Las ordenanzas que, desde antiguo, regulan el uso del espacio público de nuestras ciudades tienen en común que se dedican, fundamentalmente, a prohibir o reprimir. Pocos matices nuevos aportan las que se han promulgado por ayuntamientos democráticos respecto de las existentes en tiempos más oscuros. Pocas ordenanzas invitan a socializar la calle, a promover actos lúdicos, a estimular y facilitar, por ejemplo, el juego de los niños. Ya se encargan en algunos casos los diseñadores en completar el trabajo normativo para dificultar esas funciones. Mario Gaviria recopiló en un libro (El buen salvaje, 1981) las ordenanzas de diversas ciudades españolas de la primera mitad del siglo pasado: algunas, ridículas («prohibido vocear periódicos anunciando las noticias» o«formar grupos delante de las iglesias» o «jugar los niños con barquitos en las fuentes públicas»...); otras, esperpénticas («prohibido disparar armas de fuego en el Domingo de Pascua» o «llevar transistores funcionando en la vía pública») y otras, sencillamente absurdas («está prohibido estacionarse los peatones en las aceras»). Más difícil de clasificar, a pesar de todo, es la que estableció un bando del ayuntamiento de Málaga de 1940 que prohibía a los peatones caminar por la parte «izquierda»de las aceras.

Todavía no había llegado la globalización y con ella la privatización sutil o burda de nuestras calles y plazas.
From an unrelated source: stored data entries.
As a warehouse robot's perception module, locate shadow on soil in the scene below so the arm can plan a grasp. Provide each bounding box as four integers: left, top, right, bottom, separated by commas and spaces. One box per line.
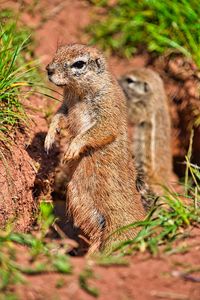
27, 132, 88, 256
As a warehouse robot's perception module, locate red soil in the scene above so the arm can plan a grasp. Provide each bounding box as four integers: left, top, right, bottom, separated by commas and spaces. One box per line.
0, 0, 200, 300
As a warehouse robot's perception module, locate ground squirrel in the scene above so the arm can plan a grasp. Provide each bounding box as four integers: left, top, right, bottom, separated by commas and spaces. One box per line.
119, 68, 172, 194
45, 44, 145, 253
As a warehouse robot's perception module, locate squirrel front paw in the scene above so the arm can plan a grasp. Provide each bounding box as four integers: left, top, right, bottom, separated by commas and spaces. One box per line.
44, 129, 57, 153
62, 140, 83, 164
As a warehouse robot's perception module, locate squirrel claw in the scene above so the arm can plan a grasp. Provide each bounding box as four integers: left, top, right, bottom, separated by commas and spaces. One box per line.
62, 142, 80, 164
44, 133, 55, 154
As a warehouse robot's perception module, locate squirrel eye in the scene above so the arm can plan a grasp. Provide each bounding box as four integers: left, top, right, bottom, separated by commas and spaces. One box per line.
63, 63, 68, 69
126, 77, 136, 84
71, 60, 86, 69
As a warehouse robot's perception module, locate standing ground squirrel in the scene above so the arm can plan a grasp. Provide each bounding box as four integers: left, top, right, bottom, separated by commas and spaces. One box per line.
45, 44, 145, 253
119, 68, 172, 194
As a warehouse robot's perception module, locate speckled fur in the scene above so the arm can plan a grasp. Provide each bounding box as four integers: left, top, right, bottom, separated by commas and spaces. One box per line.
119, 68, 172, 194
45, 44, 145, 253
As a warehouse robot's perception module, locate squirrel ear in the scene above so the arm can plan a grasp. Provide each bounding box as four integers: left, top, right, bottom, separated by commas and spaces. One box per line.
95, 58, 105, 73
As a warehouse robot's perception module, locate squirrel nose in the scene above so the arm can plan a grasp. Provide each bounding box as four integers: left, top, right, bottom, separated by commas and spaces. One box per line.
46, 65, 55, 76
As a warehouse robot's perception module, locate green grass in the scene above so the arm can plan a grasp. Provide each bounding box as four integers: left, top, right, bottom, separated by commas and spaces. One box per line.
87, 0, 200, 66
0, 11, 36, 140
104, 157, 200, 255
0, 202, 72, 297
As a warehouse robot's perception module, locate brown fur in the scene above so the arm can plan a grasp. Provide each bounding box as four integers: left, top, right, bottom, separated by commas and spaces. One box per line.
45, 44, 145, 253
120, 68, 172, 194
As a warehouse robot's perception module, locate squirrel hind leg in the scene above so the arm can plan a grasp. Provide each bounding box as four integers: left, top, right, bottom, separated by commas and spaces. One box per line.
87, 210, 106, 256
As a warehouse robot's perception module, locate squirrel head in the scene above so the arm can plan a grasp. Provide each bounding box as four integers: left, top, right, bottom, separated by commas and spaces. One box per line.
46, 44, 106, 89
119, 69, 152, 103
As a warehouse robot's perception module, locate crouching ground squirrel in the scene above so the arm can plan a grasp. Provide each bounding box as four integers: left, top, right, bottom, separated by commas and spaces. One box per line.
119, 68, 172, 194
45, 44, 145, 253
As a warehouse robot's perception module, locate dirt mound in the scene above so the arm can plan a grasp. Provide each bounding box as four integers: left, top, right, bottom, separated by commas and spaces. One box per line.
153, 52, 200, 176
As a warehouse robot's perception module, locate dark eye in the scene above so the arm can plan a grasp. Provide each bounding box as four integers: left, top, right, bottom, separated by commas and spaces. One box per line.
126, 77, 136, 84
71, 60, 86, 69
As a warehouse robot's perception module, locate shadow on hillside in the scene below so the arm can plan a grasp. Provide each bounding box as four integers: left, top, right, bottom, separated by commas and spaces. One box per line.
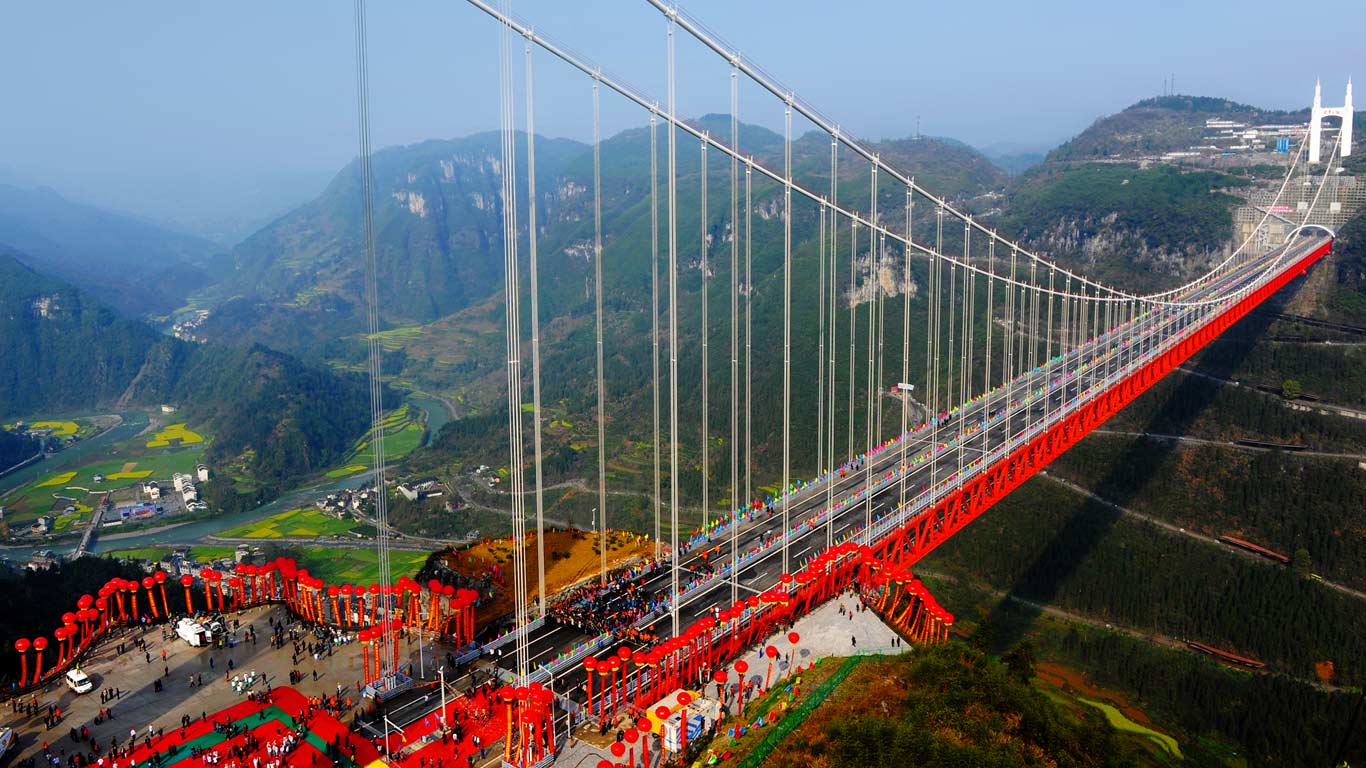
986, 277, 1303, 649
Un espacio valioso que se regala al tráfico privado, se cede a los negocios del mobiliario urbano y demás artefactos, o se alquila a bajo precio a la hostelería; solo disponible a capricho de los gobiernos -en este caso conservadores-, para actos que no perturben sus sacrosantas esencias. Derecho de libre expresión, reunión y manifestación si, pero dentro del orden que defina la autoridad. El más reciente ejemplo ha sido el lamentable episodio de la prohibición por el ayuntamiento de Valencia del acto que la Coordinadora de Asociaciones de VIH y SIDA de la Comunidad Valenciana pretendía realizar en la plaza de la Virgen para recordar la lucha contra esta enfermedad cuya conmemoración mundial se realiza el 1 de diciembre de cada año. Afortunadamente, la aparición de la noticia en los medios y las críticas de organizaciones y de la opinión pública han hecho que el ayuntamiento modificara su inicial prohibición y comunicara precipitadamente a los organizadores la autorización del acto, pero advirtiendo de su imposibilidad en el futuro. El hecho merece que hagamos algunas reflexiones sobre la cuestión de fondo. Esa prohibición es consecuencia de la nueva ordenanza municipal de Valencia que entró en vigor este verano. Un extensísimo y farragoso texto de más de doscientos preceptos que no obtuvieron más apoyo que el de los concejales del Partido Popular.

Ante estos disparates, hemos de recordar que el espacio público es un elemento definitorio de las ciudades, tanto o más que sus monumentos y arquitecturas. La trama urbana, los itinerarios, los lugares de encuentro, de juego, los espacios donde se desenvuelve la vida comunitaria, son espacios de socialización que cumplen también una función civilizatoria. Las calles, plazas, parques y paseos, en tanto que son usados y vividos por las personas, son reinventados por éstas hasta transformarlos, convirtiéndolos en contenedor y escenario de todo tipo de expresiones sociales, desde el juego o la fiesta al intercambio, el malestar o el conflicto que son consustanciales al hecho urbano. Poner limitaciones, más allá de las estrictamente necesarias para facilitar el libre acceso general y la pluralidad de todas las expresiones, siempre bajo criterios de máxima tolerancia y pacífica convivencia, no deja de ser una intromisión gubernamental que muestra una vocación de control social propia de sistemas autoritarios. Resulta preocupante además la tendencia de muchas autoridades locales a desatender sus obligaciones de conservación, accesibilidad, limpieza, seguridad y otras básicas para asegurar el libre disfrute de un espacio público de calidad, mientras se favorece la mercantilización y banalización de las áreas centrales de nuestras ciudades con la coartada del fomento de un turismo mal entendido. Una lógica que, a medio plazo, no sólo contribuye a degradar la ciudad que se dice promocionar, sino que abandona a su suerte a los espacios públicos de los barrios de la periferia donde habita la mayor parte de la población.

El espacio público es patrimonio común y debe favorecerse su uso como espacio social, regulando estrictamente la presencia de actividades privadas y protegiéndolo del vehículo particular, así como de otros fenómenos que puedan limitar o perjudicar su libre disfrute por la ciudadanía. Nada más. No lo cercenen con ordenanzas y prohibiciones.